Joffé Bros. v. Fernandez

Holt, Judge,

delivered the following opinion:

Tbis is an application for the appointment of a receiver of the property of the defendant firm, J. Fernandez & Company. The complainants, Joffé Brothers & Company and Hinne & Company, are foreign creditors. It appears that the defendant firm, being indebted in a large amount, applied on April 26th, 1900, to the insular district court for suspension of payment. Some time prior to this, the defendant firm had agreed in writing to transfer to the complainant Joffé Brothers & Com*300pany certain securities, to wit, debts and claims on other parties, for the payment of their debt. This was not carried out, as the defendant firm afterward asked that these claims be taken in absolute payment, pro tanto, of the debt of Joffé Brothers & Company. The agent of the latter firm was willing to do this, but having no power to agree to it, wrote to Joffé Brothers & Company for the necessary authority, and soon after the defendant company applied for a suspension. It is claimed the defendant company entered into this negotiation with the complainant firm merely to deceive and gain time. Some time thereafter the application for suspension of payment was granted by the insular court upon the terms that the creditors were to be paid in four equal instalments, not beginning, however, for three years from then, making a period of seven years before payment would be completed.

Ooadministrators of the firm were selected, but they appear to have paid no attention to the business in conjunction, leaving its entire conduct to the defendant José Fernandez. It is claimed, under military general order 224, that the complainants are bound by this proceeding, and that said order repealed the existing law as to the suspension of payments. The Code of Commerce gives this right, and by § 873 the procedure must conform to the special law, and the law of procedure then in force was the Code of Procedure, and the Code of Commerce recognizes it as being in force. Creditors residing beyond the seas are not affected by the proceedings for the suspension of payments unless they attend the meeting of the creditors. General order No. 224 does not alter this rule, and if it purported to do so, and bind them without notice, it would be unreasonable in character. It is claimed the complainants Joffé Brothers & Company were present at the meeting of the creditors by an attorney; but it is not shown that anyone was present with doc*301umentary evidence o-f such authority Code Civ. Proc. § 1137.

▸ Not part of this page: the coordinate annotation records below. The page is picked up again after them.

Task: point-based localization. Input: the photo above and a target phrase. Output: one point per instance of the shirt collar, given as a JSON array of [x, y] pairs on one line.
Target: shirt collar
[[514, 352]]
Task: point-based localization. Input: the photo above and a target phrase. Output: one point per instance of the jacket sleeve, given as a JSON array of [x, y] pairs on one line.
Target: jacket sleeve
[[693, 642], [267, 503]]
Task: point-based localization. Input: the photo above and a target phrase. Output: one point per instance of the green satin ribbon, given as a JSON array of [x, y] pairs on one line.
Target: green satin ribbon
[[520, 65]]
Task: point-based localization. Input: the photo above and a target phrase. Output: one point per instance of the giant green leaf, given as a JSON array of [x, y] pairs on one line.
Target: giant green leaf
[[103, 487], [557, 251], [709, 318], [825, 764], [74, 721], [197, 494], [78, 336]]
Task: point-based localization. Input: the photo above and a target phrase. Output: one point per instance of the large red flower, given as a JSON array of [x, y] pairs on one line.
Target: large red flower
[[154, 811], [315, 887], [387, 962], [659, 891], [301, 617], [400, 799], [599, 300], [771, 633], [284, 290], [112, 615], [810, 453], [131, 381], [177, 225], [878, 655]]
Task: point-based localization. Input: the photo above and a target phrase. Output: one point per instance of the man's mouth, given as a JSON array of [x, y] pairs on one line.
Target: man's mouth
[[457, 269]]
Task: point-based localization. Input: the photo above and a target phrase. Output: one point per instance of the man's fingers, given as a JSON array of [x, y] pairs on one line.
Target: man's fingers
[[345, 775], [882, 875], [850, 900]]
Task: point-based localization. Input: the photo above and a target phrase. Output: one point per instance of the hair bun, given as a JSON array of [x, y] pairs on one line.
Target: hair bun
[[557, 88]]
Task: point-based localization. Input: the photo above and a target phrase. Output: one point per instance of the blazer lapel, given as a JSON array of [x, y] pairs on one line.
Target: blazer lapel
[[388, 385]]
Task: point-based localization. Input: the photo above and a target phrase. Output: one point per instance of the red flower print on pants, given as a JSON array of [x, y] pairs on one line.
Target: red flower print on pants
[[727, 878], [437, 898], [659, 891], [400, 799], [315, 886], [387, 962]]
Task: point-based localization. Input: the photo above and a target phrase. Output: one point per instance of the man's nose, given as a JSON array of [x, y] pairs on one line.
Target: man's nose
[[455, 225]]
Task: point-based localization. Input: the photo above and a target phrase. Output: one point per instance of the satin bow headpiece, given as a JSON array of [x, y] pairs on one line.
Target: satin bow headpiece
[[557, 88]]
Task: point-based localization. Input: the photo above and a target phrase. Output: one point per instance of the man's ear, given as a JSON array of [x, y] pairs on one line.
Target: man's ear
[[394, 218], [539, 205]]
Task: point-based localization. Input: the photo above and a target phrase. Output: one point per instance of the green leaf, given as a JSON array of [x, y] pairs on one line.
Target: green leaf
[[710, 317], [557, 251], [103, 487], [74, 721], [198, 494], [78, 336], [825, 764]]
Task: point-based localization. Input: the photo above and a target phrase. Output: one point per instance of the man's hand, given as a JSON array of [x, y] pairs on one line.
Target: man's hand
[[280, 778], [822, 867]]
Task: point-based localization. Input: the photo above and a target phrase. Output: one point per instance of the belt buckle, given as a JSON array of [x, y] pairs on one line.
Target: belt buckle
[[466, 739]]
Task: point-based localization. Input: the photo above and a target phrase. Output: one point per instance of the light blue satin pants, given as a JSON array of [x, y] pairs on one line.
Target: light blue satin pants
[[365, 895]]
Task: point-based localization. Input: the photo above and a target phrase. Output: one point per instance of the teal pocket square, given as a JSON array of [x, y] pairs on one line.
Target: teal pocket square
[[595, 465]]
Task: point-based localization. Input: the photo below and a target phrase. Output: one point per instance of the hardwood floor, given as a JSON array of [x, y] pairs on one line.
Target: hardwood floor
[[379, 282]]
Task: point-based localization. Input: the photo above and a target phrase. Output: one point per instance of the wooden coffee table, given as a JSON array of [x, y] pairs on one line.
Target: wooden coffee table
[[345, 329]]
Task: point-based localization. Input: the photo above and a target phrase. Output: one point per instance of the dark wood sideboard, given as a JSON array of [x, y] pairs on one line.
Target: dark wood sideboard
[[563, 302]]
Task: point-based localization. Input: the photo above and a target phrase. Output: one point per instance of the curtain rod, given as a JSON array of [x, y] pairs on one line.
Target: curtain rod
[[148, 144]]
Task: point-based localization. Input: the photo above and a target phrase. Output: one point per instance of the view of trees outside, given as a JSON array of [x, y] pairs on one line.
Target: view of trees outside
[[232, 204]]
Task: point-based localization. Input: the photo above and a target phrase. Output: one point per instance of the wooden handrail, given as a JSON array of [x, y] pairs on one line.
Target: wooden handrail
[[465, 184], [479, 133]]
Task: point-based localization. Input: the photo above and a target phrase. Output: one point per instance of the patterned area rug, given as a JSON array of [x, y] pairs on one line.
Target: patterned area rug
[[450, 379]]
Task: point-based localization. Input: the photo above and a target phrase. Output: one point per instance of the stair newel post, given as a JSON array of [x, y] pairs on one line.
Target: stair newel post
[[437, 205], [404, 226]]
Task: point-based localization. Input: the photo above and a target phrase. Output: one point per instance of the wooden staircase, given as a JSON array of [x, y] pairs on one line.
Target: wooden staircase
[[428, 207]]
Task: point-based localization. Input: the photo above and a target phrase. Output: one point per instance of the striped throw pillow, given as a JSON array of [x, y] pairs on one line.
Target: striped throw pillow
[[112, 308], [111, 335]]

Had it been so, even this would not prevent this court from now interfering, at the interest of said complainant firm, to prevent abuse or fraud, or a violation of the trust. In my opinion, however, the complainant firm is not affected by the action of the creditors, for the reason that they were not present or talcing part in the meeting. A large proportion of the indebtedness was owing to foreign creditors. The securities, or mortgage claims, which were to have been transferred to Joffé Brothers & Company, have, with others, been sold to another party by the defendant José Fernandez, acting as liquidator, since the suspension of payment, and for about one half their face value. It is claimed this was done to raise money, and to buy debts on the defendant firm, but which debts were bought in at much less than their amounts. It also appears that before the application for suspension of payment, the defendant firm issued evidences of large indebtedness to certain parties, among whom are two of the special partners of the defendant firm, to wit, Cerrecedo Hermanos and Victor Martinez. It is claimed this was bona fide indebtedness; but it is, at least, suggestive of deceit, and that there should have been, instead of doing this, an effort to pay outside creditors. The defendant José Fernandez has seemingly managed and controlled the entire business without advice or restraint; but, passing by all these matters, and allowing that they only serve to raise suspicion, it further appears that the defendant firm had, when it suspended payment, over $270,000 in notes, drafts, mortgages, accounts, merchandise, and cash, and that it has only paid its creditors something over $10,000, and this has been done-in the purchase of debts by the defendant José Fernandez. No account is given of the condition of the balance of the assets, — where they are or in *302whose hands. In fact, it is shown that, at the time of the suspension of payments, the defendant company had on hand a large stock of merchandise, to wit, over $10,000 worth; and that just before suspension, or since, the greater portion of it has been removed or disposed of; and that there is not on hand now more than $8,000 worth. It is shown that a portion of this merchandise was shipped to another place, to one of the special partners, on November 12th, 1900, and this suit was brought seven days thereafter.

It thus appears that the creditors have been paid comparatively little, and this only by a large discount of debts. The character of this estate forces the conclusion that a large sum of money could have been realized- in a short time and paid to the creditors, if such had been the desire of the defendant company.

The power to appoint a receiver should be sparingly exercised; but one should be appointed whenever in the exercise of sound discretion it appears that an indifferent person should have charge of the estate.

The defendant Fernandez has not responded by affidavit satisfactorily to the interrogatories in the bill, or made such disclosures as a trustee should make; and he stands in that attitude as to the creditors. I am of the opinion that a receiver should be appointed, and a decree will be so entered.